Sunday, March 21, 2021

Uncle John's Saddle Meets Mexican Shotgun Chaps Near Uno's New Perch

 March 21, 2021

      My grandfather, Bob Guess, had a younger brother who owned a small ranch at Steins Pass, New Mexico. When he passed (1974-ish), I inherited his saddle and it is a point of pride in my studio.

Uncle John's 1905 Saddle, 

   This morning I was working in my studio and I didn't hear Uno rooting around behind me, or licking my leg, or anything. This, of course, is a sure sign he is up to no good, somewhere. So I got up and looked around at his usual lounging—and peeing—spots, but no Uno was to be found. Finally, I looked up the stairs that leads to the Crow's Nest and who did I spy on the top step looking down at me with some amusement?

Uno's New Perch

   When I posted this on Facebook, a co-conspirator of mine wanted to see more of that saddle peeking through the stairs at the bottom.
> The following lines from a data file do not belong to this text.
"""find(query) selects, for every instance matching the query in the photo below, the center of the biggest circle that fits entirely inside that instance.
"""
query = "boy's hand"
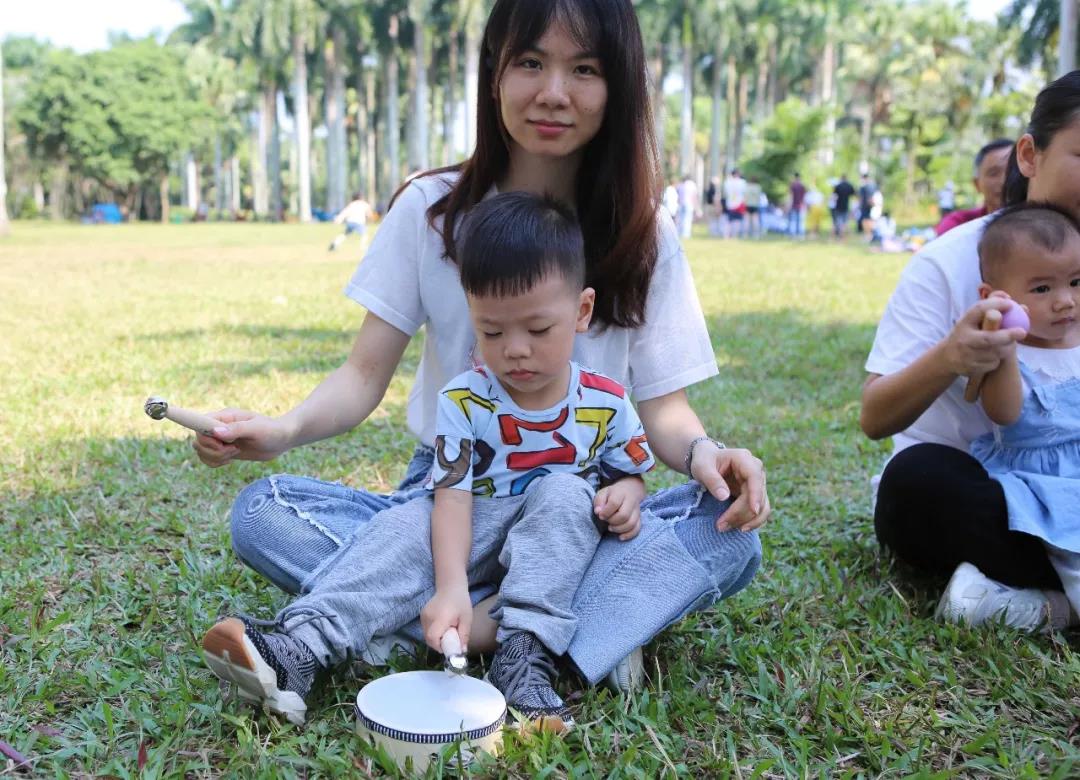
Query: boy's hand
(448, 608)
(619, 505)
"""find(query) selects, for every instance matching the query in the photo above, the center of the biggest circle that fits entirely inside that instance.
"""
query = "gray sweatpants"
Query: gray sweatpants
(538, 546)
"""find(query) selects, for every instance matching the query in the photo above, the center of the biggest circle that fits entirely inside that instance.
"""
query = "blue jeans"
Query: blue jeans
(295, 529)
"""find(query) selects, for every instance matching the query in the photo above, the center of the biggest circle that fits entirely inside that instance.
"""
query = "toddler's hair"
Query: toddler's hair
(511, 241)
(1045, 225)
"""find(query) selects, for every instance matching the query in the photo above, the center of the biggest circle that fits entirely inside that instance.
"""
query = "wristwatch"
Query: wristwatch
(696, 442)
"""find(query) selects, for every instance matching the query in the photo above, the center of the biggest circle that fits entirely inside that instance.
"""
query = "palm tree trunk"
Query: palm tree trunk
(659, 70)
(260, 158)
(1067, 41)
(393, 123)
(218, 177)
(686, 118)
(369, 133)
(163, 197)
(450, 102)
(337, 148)
(302, 121)
(4, 222)
(714, 135)
(472, 71)
(418, 122)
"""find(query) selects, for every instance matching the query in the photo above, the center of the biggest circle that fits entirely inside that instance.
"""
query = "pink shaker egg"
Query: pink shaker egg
(1015, 318)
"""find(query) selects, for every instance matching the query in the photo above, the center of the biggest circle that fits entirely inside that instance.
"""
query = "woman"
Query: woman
(936, 508)
(563, 109)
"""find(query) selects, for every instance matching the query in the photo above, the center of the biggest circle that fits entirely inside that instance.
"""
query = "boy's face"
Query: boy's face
(1048, 283)
(527, 339)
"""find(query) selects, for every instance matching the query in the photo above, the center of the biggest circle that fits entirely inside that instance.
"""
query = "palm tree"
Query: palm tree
(4, 223)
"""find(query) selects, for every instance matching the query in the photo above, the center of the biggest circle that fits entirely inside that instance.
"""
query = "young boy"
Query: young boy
(523, 442)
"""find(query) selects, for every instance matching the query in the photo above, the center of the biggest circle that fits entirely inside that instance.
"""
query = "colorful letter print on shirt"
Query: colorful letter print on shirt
(487, 444)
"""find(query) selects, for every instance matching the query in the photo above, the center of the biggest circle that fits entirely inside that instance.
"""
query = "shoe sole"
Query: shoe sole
(525, 724)
(232, 657)
(628, 674)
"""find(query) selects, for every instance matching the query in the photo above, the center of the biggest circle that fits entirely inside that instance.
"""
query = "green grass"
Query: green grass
(115, 554)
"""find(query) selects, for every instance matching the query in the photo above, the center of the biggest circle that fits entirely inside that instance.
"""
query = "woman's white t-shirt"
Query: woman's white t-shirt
(406, 281)
(939, 285)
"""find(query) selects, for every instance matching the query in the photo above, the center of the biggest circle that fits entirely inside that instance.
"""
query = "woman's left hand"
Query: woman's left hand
(736, 474)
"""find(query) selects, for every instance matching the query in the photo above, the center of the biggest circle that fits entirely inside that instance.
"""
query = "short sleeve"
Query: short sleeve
(672, 349)
(455, 438)
(628, 451)
(387, 282)
(916, 318)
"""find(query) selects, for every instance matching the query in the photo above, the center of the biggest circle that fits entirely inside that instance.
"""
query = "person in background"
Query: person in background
(754, 207)
(734, 202)
(354, 217)
(866, 190)
(946, 200)
(713, 206)
(688, 202)
(798, 196)
(841, 206)
(990, 164)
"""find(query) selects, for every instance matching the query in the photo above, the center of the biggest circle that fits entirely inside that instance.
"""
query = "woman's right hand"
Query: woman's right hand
(970, 350)
(243, 435)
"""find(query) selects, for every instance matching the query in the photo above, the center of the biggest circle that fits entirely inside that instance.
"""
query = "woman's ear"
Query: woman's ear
(1026, 155)
(585, 303)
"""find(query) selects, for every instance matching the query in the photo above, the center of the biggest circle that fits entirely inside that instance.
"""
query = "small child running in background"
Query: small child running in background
(354, 217)
(535, 458)
(1030, 253)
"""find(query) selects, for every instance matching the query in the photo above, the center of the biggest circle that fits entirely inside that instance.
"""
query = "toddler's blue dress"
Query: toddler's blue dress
(1037, 460)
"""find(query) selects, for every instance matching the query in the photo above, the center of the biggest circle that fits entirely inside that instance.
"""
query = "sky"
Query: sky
(83, 25)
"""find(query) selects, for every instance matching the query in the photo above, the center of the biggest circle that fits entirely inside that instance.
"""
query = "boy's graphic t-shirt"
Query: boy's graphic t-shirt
(487, 444)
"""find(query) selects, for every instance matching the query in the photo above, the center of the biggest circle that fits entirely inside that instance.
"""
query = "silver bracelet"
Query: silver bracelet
(689, 453)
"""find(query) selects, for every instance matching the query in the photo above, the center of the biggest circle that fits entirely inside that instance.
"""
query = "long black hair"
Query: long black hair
(1056, 107)
(618, 185)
   Okay, Juni Fisher, here you go.

High Back Saddle with taps, c. 1950s

   I bought this in the late seventies when I worked in downtown Phoenix at New Times Weekly. There was an old school pawn shop up the street and I saw this on my lunch hour and had to have it. I think I paid $300 for it, which was a lot for a guy making $110 a week, before taxes. This saddle also is a pride of joy in my studio. Of course, I have other saddles hanging about in here as well, but they're not worth taking the time to shoot.

   So, shoot me.

   Meanwhile, here are the Mexican shotgun chaps, I bought in Orogrande, New Mexico, on the way to Lincoln in 1991 to shoot reference photos for what became my first BtK book.

Mexican Escopetas

(Mexican Shotgun Chaps)

   And, here are those Escopetas put to good use:

William H. Cox II wearing said same Escopitas
in Lincoln, New Mexico, 1991

   In the one scene, above right, sans chaps, I was attempting to get good photo reference for the Kid and Pat Garrett outside the Lincoln County Courthouse after his arrival there on April 21, 1881. I had someone take the photo and stood in for Pat Garrett. Unfortunately I am only six foot tall and I needed someone in the six-four range, so that modeling, height-difference-assignment went to my neighbor, Charlie Hickox (the late, great three-time gold medalist at the 1968 Olympics in Mexico City).

Charlie Hickox and Gary Ciminello
assume the pose

    And, so I extrapolated between the two photos and ended up here in the book, BtKIII:

Pat Garrett & The Kid, April 21, 1881

   And, as for Billy's outfit (where are those great chaps?!), remember, the Kid and his crew got new suits at the Las Vegas jail from their friend, the mail carrier, Mike Cosgrove, so this is my take on what that suit would look like almost four months later.

   Yes, I admit I am a slave to details like this and sometimes I wonder if it adds up to anything. As a New Yorker reviewer for the new book on Graham Greene puts it in her excellent take on the biography, "The Unquiet Englishman," sometimes a collection of facts isn't enough. As Joan Acocella puts it, "we look for the beach, but all we see are the pebbles."


"The truth is not facts lined up."
—Old Vaquero Saying

Gearing Up For Carson at The Stake

  And then there are facts being twisted. We are at a curious juncture with the current tearing down—figuratively and literally—of so many historical characters.

Daily Whip Out: "Kit Carson at The Stake"

   A cover idea, perhaps? A Carson statue going up in flames? I've got a few more takes on it, to come.

"It's hard to kiss the lips at night that chew your ass out all day long."